The Milky Way, as seen from the ISS

NASA/Reid Wiseman

Astronomers have spotted one of the dimmest galaxies ever seen. The discovery of this super-faint galaxy – a satellite of the Milky Way – bolsters current theories of how galaxies arise.

Giant galaxies like the Milky Way are thought to form after smaller galaxies smash together. That suggests that hundreds of satellite galaxies would orbit our own, leftovers of the ones that formed our galaxy. But, so far, astronomers have found only about 50.

The new galaxy, named Virgo I, is the latest satellite to be discovered. It appeared as a team led by Daisuke Homma and Masashi Chiba of Tohoku University in Sendai, Japan, searched the sky with a new camera on the giant 8.2-metre Subaru Telescope in Hawaii.

“Virgo I might be the faintest galaxy,” Chiba says. It emits about half as much light as Segue 1, another satellite of the Milky Way and the previous faint-galaxy champ. A single bright star in our galaxy outshines all of Virgo I’s stars put together.

“Tiny little puny things”

“It continues to be interesting how faint you can go and still be a galaxy,” says Erik Tollerud of the Space Telescope Science Institute in Baltimore, Maryland. “They’re such tiny little puny things.” The new galaxy radiates so little light because it has so few stars, which give off only about 180 times as much light as the sun.

Virgo I is just a few hundred light years across, which nonetheless indicates it is a galaxy, Chiba says. A star cluster this dim would be even smaller.

Still, the galaxy’s luminosity is somewhat uncertain, because astronomers can only see its brightest stars, says Vasily Belokurov of the University of Cambridge, whose team discovered Segue 1 in 2006. “All these luminosities should be taken with a great pinch of salt,” he says. “So I would not really play this game of which one is the faintest.”

Such a galaxy is so dim it can lose most of its light when just one of its red giant stars becomes a white dwarf.

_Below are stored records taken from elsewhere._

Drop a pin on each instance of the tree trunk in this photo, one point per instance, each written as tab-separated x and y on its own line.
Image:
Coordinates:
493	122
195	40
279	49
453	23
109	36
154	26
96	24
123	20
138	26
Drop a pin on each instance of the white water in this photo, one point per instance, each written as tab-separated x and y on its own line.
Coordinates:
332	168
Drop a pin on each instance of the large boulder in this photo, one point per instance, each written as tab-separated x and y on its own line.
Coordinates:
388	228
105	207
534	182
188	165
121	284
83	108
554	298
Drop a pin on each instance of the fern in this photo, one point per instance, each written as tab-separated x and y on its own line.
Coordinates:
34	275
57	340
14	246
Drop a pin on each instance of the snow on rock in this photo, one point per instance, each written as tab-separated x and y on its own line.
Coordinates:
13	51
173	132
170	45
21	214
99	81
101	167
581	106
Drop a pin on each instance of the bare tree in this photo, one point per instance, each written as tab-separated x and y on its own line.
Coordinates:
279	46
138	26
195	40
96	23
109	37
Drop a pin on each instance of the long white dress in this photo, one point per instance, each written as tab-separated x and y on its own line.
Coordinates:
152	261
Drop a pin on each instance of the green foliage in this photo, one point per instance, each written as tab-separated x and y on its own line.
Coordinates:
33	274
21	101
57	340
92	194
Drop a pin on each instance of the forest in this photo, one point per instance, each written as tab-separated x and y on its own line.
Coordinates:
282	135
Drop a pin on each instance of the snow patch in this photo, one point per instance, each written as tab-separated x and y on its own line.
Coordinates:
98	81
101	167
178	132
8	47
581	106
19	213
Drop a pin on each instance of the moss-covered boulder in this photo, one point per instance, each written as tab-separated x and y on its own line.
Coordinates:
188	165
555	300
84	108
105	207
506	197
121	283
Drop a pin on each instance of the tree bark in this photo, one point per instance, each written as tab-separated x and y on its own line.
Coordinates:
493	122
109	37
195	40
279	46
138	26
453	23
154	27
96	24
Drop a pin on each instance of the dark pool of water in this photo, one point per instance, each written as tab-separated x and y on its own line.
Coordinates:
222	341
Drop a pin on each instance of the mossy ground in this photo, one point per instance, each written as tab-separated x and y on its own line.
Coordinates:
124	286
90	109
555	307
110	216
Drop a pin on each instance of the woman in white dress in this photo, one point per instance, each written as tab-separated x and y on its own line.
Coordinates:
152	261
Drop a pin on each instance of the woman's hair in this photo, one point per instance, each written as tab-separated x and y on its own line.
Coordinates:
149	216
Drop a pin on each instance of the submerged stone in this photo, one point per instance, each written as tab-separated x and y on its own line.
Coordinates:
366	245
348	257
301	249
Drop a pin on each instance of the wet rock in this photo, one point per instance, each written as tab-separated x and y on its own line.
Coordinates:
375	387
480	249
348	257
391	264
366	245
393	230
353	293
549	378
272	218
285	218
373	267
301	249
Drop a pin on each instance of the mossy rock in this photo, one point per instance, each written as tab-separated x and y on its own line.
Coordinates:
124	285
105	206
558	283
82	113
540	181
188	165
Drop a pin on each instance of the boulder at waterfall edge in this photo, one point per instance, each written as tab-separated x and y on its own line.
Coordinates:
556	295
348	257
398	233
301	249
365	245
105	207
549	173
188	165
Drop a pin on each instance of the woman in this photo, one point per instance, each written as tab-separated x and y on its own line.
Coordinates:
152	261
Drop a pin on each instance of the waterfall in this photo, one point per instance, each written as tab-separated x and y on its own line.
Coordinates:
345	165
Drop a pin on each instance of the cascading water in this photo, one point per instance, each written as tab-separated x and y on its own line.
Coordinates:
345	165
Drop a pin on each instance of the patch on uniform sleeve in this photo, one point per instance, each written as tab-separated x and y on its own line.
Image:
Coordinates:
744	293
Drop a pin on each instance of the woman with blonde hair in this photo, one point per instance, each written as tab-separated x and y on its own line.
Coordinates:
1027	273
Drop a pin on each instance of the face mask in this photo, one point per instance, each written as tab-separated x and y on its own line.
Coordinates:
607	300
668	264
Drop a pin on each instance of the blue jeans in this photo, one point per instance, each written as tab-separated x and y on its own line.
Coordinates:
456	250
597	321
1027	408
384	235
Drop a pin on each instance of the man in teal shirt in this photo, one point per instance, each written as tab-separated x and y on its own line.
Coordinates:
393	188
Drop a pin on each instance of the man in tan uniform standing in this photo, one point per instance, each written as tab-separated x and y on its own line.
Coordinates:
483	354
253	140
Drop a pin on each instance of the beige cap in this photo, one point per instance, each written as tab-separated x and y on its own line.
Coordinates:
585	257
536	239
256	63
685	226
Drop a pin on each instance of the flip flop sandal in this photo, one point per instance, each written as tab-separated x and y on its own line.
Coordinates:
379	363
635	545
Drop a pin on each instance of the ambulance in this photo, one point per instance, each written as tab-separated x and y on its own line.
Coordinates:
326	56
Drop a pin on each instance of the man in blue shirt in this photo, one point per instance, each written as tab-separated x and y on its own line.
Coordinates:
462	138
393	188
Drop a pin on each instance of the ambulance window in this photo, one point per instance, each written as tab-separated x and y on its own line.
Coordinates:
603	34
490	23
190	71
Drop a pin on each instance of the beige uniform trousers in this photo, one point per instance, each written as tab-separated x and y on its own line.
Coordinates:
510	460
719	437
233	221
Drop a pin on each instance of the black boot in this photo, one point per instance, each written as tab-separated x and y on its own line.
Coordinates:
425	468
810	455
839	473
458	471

Last year, a less luminous object turned up in the constellation Cetus. But that system is so compact it may be a star cluster rather than a galaxy.

No star-stealing

Virgo I definitely surpasses its dim competitors in one regard: it’s much farther, lying 280,000 light years from Earth, nearly twice as far as the Milky Way’s brightest satellite galaxy, the Large Magellanic Cloud.

If Virgo I has always been so remote, the Milky Way didn’t make it dim by stealing its stars. Instead, these galaxies likely started out as “incredibly faint systems”, says Josh Simon of the Carnegie Observatories in Pasadena, California. “They didn’t become that way later on.”

The great distance explains why earlier searches, which employed smaller telescopes, never found the galaxy. Many more dim and distant satellites may emerge as the astronomers continue their search, which so far has covered only 1/400th of the sky.

“I’m hoping they’re going to find hundreds of these,” Belokurov says. “It’s going to be fun.”